Agnew would also say that Christopher shows all of the four characteristics that would make him want to resort to criminal behavior. In Christopher’s eyes, having a child at age 17 was an unjust situation. He was probably thinking to himself, “Thousands of teens have unprotected sex every day; why did I have to be the one to have a child?” Also, his baby’s mother chose not to have an abortion, and this might also have been something Christopher perceived as unfair. Because Christopher was a gifted and talented athlete, having a child at such a young age must have been perceived as a problem “high in magnitude,” because the responsibilities of being a new father redefined his priorities. The next characteristic of low social control can be seen when the babysitter essentially gave the baby to her father without contacting the authorities right away.

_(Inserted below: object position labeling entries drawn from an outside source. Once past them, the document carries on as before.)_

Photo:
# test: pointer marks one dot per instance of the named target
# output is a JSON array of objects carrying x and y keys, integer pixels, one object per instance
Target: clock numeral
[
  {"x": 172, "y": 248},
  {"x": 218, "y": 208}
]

Finally the last characteristic of strains that create pressure or incentive to engage in criminal activities is present because, in the report, it was mentioned that Christopher’s coach was talking to him about getting a scholarship to go and play collegiate basketball. This last characteristic of criminal coping was the final catalyst for Christopher’s need to relieve strain by means of criminal activity.. Agnew would argue that because Christopher did not have the coping skills to deal with his problem, he resorted to delinquent behaviors in order to deal with his situation.